Recently in Europe, there has been a commotion within the big clothing traders there about how and where they source their stock from.
It’s been brought to the fore by a massive fire in a factory in Rana Plaza, Bangladesh that produced clothing for firms in the West.
The fire destroyed the factory and killed at least 900 people who were working there. Nine hundred people.
Reports cited that the place was so ill-equipped, not a single fire extinguisher was on site, exits not clearly marked, power cables, some of which showed the copper underneath the pvc covering hanging haphazardly everywhere.
And the situation became so desperate that rescuers began hacking the limbs of some badly burnt but surviving victims in a bid to pull them from the carnage.

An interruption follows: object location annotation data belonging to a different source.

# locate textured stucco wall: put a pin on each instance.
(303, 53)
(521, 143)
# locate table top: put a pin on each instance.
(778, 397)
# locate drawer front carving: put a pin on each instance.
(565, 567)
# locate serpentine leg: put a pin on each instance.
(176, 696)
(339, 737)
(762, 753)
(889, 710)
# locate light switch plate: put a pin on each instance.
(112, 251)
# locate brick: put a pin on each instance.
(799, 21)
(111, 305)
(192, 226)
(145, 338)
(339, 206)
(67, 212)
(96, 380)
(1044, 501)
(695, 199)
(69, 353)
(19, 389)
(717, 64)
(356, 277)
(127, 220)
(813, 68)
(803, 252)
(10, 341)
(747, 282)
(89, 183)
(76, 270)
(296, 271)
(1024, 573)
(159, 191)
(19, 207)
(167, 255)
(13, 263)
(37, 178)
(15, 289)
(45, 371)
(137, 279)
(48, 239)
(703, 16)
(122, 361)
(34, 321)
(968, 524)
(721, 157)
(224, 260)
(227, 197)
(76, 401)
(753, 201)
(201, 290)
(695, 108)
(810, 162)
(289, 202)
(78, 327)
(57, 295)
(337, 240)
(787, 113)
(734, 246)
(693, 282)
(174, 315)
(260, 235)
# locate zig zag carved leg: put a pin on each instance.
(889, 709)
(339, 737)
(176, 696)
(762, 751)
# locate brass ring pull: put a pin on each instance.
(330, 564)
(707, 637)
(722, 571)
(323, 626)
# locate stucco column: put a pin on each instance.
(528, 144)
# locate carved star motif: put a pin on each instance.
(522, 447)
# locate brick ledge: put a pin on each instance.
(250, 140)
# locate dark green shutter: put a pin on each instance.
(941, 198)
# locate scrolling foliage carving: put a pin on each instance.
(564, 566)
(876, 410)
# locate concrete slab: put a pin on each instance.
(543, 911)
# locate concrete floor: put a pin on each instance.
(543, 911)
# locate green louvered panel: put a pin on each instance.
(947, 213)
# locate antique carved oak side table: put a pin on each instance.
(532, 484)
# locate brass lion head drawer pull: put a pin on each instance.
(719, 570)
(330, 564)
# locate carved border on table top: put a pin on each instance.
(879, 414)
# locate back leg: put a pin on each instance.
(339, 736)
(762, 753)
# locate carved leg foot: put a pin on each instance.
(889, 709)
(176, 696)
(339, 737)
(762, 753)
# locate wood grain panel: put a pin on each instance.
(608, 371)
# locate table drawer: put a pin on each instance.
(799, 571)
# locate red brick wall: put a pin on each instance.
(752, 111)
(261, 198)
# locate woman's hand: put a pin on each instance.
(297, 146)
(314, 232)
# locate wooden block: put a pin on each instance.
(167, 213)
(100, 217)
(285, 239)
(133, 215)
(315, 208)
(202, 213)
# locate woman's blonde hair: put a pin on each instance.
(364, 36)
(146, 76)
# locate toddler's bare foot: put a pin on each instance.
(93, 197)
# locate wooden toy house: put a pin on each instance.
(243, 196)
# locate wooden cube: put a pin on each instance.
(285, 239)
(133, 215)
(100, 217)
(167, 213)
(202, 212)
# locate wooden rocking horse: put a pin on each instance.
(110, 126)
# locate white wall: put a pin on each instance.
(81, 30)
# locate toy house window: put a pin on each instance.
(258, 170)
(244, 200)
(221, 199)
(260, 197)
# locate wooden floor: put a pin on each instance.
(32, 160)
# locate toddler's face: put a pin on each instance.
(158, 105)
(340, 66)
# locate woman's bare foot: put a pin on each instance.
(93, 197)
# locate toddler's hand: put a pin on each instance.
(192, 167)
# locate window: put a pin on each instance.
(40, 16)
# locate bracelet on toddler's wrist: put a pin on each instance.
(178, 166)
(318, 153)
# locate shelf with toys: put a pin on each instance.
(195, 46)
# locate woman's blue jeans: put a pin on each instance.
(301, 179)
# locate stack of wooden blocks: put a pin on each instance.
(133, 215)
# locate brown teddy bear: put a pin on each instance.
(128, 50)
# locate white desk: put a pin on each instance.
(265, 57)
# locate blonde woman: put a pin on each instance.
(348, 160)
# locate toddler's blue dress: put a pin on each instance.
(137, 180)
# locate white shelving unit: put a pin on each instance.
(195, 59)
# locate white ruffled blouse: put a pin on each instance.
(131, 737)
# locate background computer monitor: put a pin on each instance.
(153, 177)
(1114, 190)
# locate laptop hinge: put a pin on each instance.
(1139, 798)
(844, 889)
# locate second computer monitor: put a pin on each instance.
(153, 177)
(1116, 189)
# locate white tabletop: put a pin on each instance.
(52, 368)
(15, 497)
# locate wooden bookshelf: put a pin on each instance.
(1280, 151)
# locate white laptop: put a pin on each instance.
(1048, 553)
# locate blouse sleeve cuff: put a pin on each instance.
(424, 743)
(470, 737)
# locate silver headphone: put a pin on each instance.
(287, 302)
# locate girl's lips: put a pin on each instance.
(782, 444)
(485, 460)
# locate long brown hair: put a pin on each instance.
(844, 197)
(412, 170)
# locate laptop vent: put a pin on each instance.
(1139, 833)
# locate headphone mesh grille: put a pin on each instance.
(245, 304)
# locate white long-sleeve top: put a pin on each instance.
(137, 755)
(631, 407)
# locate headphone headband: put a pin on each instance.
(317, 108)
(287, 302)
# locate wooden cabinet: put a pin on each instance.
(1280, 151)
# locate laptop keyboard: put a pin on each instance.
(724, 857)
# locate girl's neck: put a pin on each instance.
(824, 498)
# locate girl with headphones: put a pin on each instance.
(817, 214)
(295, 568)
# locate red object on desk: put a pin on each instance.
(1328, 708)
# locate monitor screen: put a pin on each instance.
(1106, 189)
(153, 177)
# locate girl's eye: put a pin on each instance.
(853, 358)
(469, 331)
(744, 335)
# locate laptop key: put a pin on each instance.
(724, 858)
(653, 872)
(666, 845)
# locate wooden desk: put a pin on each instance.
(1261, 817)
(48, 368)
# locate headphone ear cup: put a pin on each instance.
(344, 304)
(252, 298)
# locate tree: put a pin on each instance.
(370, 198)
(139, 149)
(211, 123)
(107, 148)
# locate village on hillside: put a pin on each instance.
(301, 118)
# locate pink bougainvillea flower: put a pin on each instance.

In a way, this news is not really news. Time after time, we hear of similar things happening in the developing world, where the goods produced is shipped overseas for sale in Western retail outlets. And as always, those goods are produced by men and women, sometimes even children, who are paid a pittance of a wage and who work in totally unsuitable and dangerous conditions.
One of the names that came up in the aftermath of that fire in Bangladesh was Primark, a discount retailer in the UK who has been one of the leaders in retail clothing for many years now, with their ultra low prices under-cutting virtually all their competitors. Is this how these people make their money? By buying from suppliers who don’t value human life at all? I looked around the stores in Vancouver, and sure enough, most of the clothing on sale is from India, China, Bangladesh, Mexico…typical slave-labour economies, boosted because we eagerly buy up their wares. Yes, sure, we all like cheap goods, but at this price? I dunno about that one!
What retailers like Primark, and their customers, now need to think about is this:
Does buying goods at shops like Primark et all justify the deaths of 900 people who produced those goods? What do retailers need to do to make sure the suppliers they source their goods from are bona-fide traders, with equally stringent and safe working practices laid down for their employees?
There are other, too harrowing photos of some workers killed in this fire, but which I have chosen not to show here.